Sweeping the problem under the rug doesn’t seem like a good long term answer. Without aggregating their community’s responses, are they really serving their readers? How is the community to know what it looks like? Where is it reflected? How can the paper better help to shape the community without it?

I wonder what a moderated IndieWeb solution for them might look like?
Annotated on January 08, 2020 at 04:42PM

It would be cool if they considered adding syndication links to their original articles so that when they crosspost them to social media, at least their readers could choose to follow those links and comment there in a relatively continuous thread. This would at least help to aggregate the conversation for them and their community while still off-loading the moderation burden from their staff, which surely is part of their calculus.
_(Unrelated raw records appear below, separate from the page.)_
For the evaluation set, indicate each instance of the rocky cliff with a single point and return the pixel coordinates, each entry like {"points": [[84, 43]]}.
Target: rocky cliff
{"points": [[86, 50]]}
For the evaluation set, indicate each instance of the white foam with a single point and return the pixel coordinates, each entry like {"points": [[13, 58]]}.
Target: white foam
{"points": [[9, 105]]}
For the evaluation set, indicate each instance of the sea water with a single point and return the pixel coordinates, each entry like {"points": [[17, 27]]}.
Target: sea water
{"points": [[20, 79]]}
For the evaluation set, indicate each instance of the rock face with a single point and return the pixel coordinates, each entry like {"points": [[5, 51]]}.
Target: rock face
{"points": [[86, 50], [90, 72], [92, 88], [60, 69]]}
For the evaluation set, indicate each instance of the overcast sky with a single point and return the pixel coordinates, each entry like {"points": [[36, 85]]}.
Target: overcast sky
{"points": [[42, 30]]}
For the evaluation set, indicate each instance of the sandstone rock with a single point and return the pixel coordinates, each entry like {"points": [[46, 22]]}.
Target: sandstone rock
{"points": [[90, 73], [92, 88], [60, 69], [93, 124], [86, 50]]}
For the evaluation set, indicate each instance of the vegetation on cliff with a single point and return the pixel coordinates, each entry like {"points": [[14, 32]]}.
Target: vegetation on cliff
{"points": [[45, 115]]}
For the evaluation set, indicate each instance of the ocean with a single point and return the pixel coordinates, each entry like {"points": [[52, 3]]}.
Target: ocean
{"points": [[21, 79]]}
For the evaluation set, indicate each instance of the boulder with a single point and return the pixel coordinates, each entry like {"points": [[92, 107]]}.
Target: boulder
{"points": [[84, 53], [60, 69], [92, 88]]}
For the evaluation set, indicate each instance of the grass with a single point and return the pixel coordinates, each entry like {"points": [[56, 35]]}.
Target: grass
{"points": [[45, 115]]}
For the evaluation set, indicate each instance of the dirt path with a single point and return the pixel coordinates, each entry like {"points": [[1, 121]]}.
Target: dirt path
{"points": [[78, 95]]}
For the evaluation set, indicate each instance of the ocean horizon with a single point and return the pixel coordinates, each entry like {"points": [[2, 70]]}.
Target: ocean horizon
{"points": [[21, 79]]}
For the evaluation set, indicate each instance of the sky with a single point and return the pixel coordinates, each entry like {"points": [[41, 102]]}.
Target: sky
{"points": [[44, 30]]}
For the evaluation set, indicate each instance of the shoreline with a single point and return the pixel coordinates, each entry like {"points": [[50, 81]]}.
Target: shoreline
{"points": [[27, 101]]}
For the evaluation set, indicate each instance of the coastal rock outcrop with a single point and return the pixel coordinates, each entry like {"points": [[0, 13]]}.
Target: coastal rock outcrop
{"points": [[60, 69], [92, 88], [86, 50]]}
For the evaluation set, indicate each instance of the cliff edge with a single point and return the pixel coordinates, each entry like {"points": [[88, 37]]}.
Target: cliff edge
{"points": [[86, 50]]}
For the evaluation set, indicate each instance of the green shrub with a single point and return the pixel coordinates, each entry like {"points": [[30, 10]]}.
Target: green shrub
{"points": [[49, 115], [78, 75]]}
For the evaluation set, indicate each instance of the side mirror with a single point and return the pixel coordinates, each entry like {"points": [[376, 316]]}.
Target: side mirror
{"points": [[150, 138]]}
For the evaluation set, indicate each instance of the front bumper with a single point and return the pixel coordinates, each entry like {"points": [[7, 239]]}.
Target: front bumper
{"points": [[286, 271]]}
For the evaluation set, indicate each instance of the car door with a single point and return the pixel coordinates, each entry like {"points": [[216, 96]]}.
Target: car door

It looks like their site is built on Drupal. I would suspect that–but I’m not sure if–swentel’s IndieWeb Drupal module has syndication links functionality built into it.
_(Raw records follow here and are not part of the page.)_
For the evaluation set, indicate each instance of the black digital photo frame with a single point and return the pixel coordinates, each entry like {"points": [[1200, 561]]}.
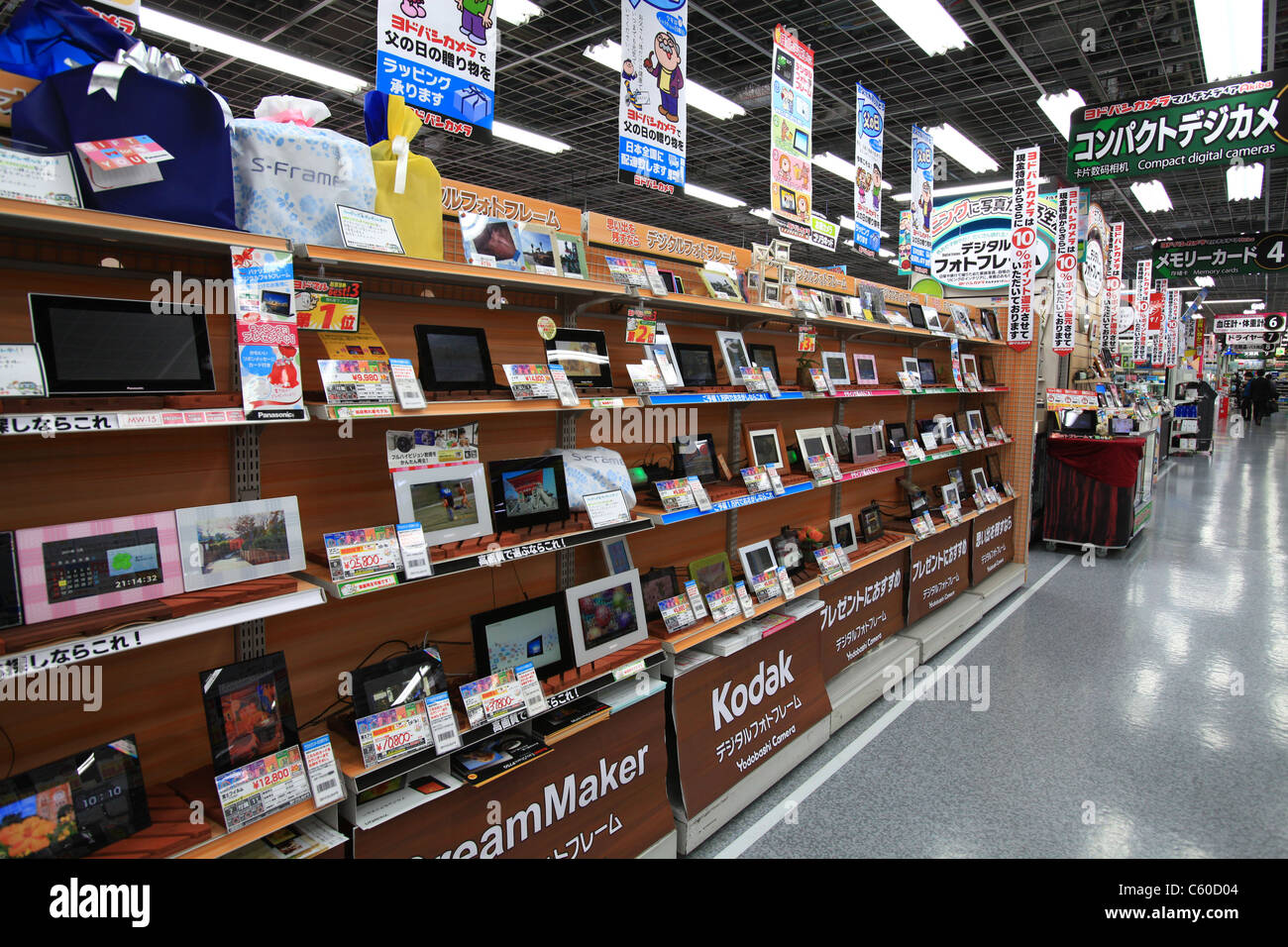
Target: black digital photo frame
{"points": [[533, 630], [527, 491], [93, 346], [75, 805], [584, 356], [400, 680], [695, 455], [454, 359], [249, 710], [767, 357], [697, 365]]}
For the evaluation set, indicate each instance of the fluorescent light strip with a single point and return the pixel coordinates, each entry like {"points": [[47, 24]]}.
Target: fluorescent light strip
{"points": [[609, 54], [971, 188], [511, 133], [158, 22], [1059, 108], [1243, 182], [1231, 34], [712, 196], [927, 24], [958, 146], [1151, 196]]}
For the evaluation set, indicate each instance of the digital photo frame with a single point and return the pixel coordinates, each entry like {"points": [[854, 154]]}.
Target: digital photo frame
{"points": [[454, 359], [605, 616], [584, 356], [450, 502], [527, 491], [239, 541], [91, 346], [102, 564], [249, 710], [400, 680], [533, 630]]}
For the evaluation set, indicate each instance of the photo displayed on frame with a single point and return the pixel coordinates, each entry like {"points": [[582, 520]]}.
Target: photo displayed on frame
{"points": [[571, 256], [864, 369], [239, 541], [527, 491], [249, 710], [450, 502], [490, 241]]}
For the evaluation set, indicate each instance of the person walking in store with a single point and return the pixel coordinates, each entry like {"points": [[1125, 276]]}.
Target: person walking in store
{"points": [[1261, 393]]}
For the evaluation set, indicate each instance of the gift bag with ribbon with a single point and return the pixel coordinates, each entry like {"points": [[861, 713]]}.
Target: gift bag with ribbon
{"points": [[288, 175], [154, 138], [408, 187]]}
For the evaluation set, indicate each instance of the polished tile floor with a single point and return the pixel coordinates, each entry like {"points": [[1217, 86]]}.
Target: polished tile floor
{"points": [[1137, 707]]}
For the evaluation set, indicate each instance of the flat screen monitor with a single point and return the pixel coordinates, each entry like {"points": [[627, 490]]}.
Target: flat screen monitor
{"points": [[535, 630], [75, 805], [93, 346], [397, 681]]}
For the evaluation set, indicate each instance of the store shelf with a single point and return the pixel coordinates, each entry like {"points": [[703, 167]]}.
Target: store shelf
{"points": [[694, 635], [369, 262], [120, 630], [455, 408], [559, 690], [43, 219], [509, 545]]}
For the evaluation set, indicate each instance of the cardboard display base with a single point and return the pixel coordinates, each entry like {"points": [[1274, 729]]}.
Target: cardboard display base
{"points": [[694, 831]]}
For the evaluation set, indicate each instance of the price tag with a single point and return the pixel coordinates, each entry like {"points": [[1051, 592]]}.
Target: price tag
{"points": [[776, 482], [786, 583], [691, 589], [411, 541], [699, 493], [533, 697], [442, 724], [563, 386], [393, 732], [677, 612], [411, 397], [722, 603], [323, 774], [771, 384]]}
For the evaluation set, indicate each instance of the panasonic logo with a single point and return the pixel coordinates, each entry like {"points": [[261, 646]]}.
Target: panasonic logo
{"points": [[726, 705]]}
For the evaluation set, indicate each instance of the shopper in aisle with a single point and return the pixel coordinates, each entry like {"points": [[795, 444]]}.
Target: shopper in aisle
{"points": [[1261, 393]]}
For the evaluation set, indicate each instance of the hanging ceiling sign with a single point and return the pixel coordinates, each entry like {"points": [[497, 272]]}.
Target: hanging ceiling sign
{"points": [[652, 110], [1247, 254], [1244, 119]]}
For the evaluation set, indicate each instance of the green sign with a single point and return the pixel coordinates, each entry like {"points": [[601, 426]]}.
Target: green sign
{"points": [[1241, 119], [1247, 254]]}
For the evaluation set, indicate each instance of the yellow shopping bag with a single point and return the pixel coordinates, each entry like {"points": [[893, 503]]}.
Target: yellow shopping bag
{"points": [[408, 187]]}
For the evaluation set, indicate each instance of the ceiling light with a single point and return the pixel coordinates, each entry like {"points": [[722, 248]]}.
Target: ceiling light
{"points": [[953, 142], [1059, 108], [927, 24], [1151, 196], [158, 22], [1243, 182], [712, 196], [516, 12], [1231, 35], [609, 53], [970, 188]]}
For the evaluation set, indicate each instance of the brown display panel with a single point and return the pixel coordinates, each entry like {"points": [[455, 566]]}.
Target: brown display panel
{"points": [[992, 541], [861, 609], [939, 571], [608, 818], [712, 740]]}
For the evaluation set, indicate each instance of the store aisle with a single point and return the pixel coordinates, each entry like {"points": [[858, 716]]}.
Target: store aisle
{"points": [[1117, 720]]}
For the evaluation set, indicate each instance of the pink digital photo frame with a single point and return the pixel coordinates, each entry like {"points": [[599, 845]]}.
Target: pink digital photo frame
{"points": [[85, 567]]}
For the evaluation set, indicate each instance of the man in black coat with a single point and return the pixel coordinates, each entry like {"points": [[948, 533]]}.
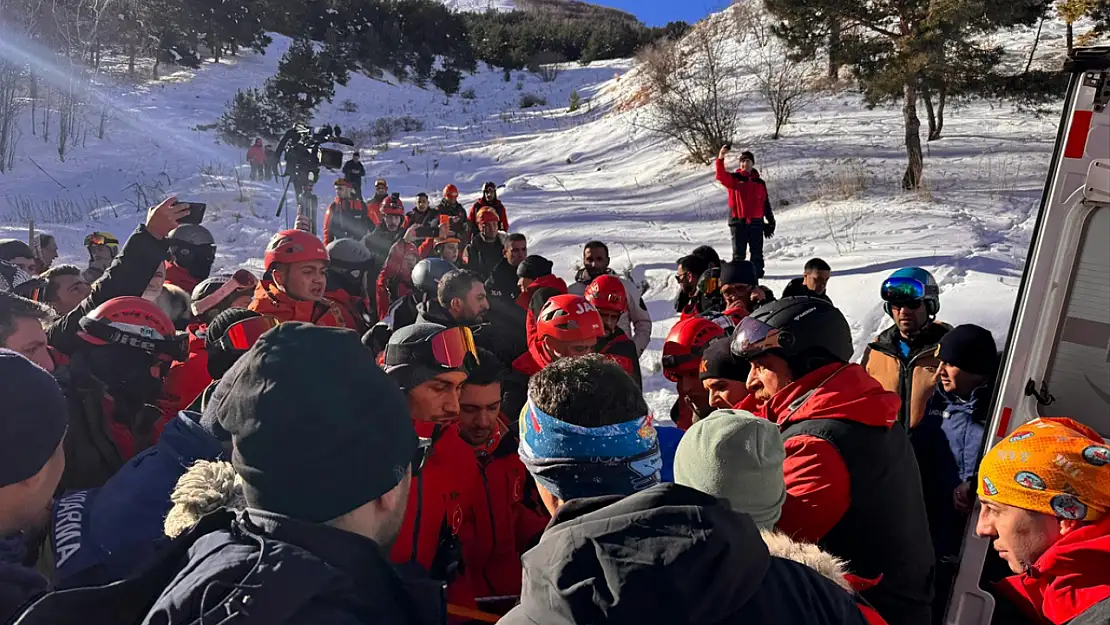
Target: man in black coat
{"points": [[354, 172]]}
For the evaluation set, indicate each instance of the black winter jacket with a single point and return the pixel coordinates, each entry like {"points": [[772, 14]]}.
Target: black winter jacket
{"points": [[129, 274], [669, 554]]}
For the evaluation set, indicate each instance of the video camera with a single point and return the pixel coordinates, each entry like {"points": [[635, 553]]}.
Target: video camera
{"points": [[303, 151]]}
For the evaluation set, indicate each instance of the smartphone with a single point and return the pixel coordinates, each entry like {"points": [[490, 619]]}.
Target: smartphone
{"points": [[195, 212]]}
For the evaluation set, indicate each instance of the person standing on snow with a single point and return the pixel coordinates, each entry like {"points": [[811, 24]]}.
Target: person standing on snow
{"points": [[1045, 494], [513, 516], [490, 200], [192, 253], [431, 363], [636, 322], [904, 358], [295, 281], [256, 158], [813, 282], [354, 172], [32, 424], [347, 217], [750, 218], [608, 295], [851, 477], [487, 249], [670, 554]]}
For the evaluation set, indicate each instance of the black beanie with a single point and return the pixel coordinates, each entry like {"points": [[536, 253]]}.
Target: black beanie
{"points": [[738, 272], [220, 361], [534, 266], [971, 349], [319, 430], [32, 421], [718, 362]]}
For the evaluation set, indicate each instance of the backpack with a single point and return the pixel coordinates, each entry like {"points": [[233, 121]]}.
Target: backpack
{"points": [[276, 582]]}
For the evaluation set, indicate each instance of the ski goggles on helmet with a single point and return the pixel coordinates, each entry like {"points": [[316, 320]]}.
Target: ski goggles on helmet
{"points": [[451, 349], [242, 280], [906, 290], [242, 334], [753, 338], [175, 348]]}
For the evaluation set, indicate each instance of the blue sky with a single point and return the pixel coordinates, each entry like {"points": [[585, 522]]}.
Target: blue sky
{"points": [[658, 12]]}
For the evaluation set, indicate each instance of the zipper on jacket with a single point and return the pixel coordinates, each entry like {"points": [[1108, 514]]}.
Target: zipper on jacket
{"points": [[493, 526]]}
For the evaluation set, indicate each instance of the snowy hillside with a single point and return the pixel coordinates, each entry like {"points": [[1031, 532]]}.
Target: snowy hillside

Rather than engaging their community, it almost feels to me like they’re giving up and are allowing a tragedy of their commons when there may be some better experimental answers that just aren’t being tried out.
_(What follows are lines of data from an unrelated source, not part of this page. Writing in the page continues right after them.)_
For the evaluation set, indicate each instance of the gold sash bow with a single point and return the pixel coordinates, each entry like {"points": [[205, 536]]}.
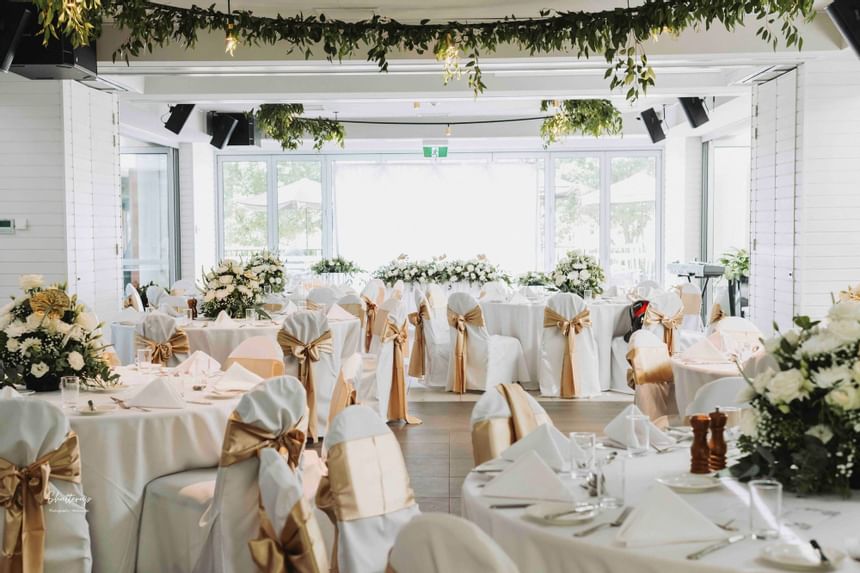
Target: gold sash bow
{"points": [[23, 493], [299, 548], [397, 404], [162, 351], [475, 317], [669, 323], [307, 354], [417, 362], [569, 329]]}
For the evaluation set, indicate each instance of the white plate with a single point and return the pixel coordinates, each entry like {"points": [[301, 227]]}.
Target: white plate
{"points": [[690, 483], [538, 512], [800, 557]]}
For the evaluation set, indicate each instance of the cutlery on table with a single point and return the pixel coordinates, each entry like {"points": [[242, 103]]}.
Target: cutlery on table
{"points": [[711, 548], [617, 523]]}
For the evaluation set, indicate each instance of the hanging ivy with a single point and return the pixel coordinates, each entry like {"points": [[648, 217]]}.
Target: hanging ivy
{"points": [[617, 35], [588, 116], [283, 123]]}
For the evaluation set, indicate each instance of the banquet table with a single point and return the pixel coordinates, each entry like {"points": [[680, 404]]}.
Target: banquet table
{"points": [[549, 549], [123, 450], [524, 321]]}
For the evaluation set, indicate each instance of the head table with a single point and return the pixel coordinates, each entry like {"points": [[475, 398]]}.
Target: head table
{"points": [[549, 549]]}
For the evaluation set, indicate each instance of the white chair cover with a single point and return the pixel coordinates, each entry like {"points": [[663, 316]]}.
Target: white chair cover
{"points": [[490, 360], [441, 543], [363, 544], [202, 520], [554, 347], [31, 429]]}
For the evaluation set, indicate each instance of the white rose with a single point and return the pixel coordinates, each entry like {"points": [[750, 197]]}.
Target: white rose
{"points": [[76, 361]]}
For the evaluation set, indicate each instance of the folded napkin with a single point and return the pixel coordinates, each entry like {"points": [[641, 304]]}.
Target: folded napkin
{"points": [[662, 517], [237, 378], [546, 441], [198, 364], [620, 430], [160, 393], [528, 478]]}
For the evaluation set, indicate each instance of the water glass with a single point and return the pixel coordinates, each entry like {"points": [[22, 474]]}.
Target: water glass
{"points": [[765, 508], [582, 445], [70, 389]]}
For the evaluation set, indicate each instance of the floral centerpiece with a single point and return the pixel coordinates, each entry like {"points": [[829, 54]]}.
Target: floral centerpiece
{"points": [[578, 272], [804, 427], [46, 334], [231, 287], [269, 270]]}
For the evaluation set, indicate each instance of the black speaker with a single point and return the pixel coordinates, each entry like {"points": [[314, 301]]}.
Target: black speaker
{"points": [[220, 126], [178, 116], [652, 124], [694, 109], [15, 20], [846, 15]]}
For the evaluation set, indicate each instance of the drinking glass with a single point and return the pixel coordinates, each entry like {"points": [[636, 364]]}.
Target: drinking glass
{"points": [[765, 508], [70, 389], [582, 446]]}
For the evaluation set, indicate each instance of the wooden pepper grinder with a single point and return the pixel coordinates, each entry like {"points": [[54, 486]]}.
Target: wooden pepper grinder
{"points": [[717, 445], [699, 451]]}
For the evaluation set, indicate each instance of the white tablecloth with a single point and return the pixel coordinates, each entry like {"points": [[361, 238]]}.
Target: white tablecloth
{"points": [[123, 450], [550, 549], [525, 323], [690, 376]]}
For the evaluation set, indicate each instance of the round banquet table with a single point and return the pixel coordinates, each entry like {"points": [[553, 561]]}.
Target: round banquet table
{"points": [[550, 549], [690, 376], [525, 323], [123, 450]]}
The worst part of this for me though is that they’ve given up on the power of owning and controlling their own platform. In the recent history of journalism, this seems to be the quickest way of becoming irrelevant and dying out.

Published by

Chris Aldrich

I'm a biomedical and electrical engineer with interests in information theory, complexity, evolution, genetics, signal processing, IndieWeb, theoretical mathematics, and big history. I'm also a talent manager-producer-publisher in the entertainment industry with expertise in representation, distribution, finance, production, content delivery, and new media.

6 thoughts on “”

  1. Chris Aldrich says:

    In looking at some of their comments on their Facebook page, it would seem that many are very short and of a non-contributive or productive manner. While there are occasional bits that do contribute to a better community-based conversation, most of the commentary is of a short, shoutbox nature that is just indicative of our baser instincts.

    I’ll write a much longer piece about the subtleties of this trend on the internet with some ideas about how to better structure it, but I think the better solution is for ALL comments to be done on an outlet’s own website with extreme moderation. If people want to shout and rant on their own websites, or individually within social media (without the acceleration of algorithms speeding their fringe views into the mainstream) then let them. Newspapers and journalistic outlets have more responsibility.

    1. Bill Bennett says:

      I’d go one step further. It is worth investing in having enough people to engage with comments on a site, it’s a fine way to build a community. You need to be careful about weeding out spam and trolls, but a strong comments section done well is a huge asset for any publisher.

  2. Chris Aldrich says:

    Reminder: Look back at Remi Kalir and Antero Garcia’s book Annotation to see if they mention any of the toxicity effects of annotation within history. They do have an interesting reframing of Twitter, but I don’t recall if they go further.

  3. Bill Bennett says:

    The mere fact that Crosscut chose Disqus (and then Facebook, Twitter, Instagram and Reddit) tells us it is clueless about maintaining a viable community. A lot of people don’t comment on Disqus sites because it is such a barrier. I had a Disqus account and even toyed with the idea of using it on my site only to back off when the needy emails started coming from Disqus. Thank you I have no wish to create another monopolistic, monstrous silo.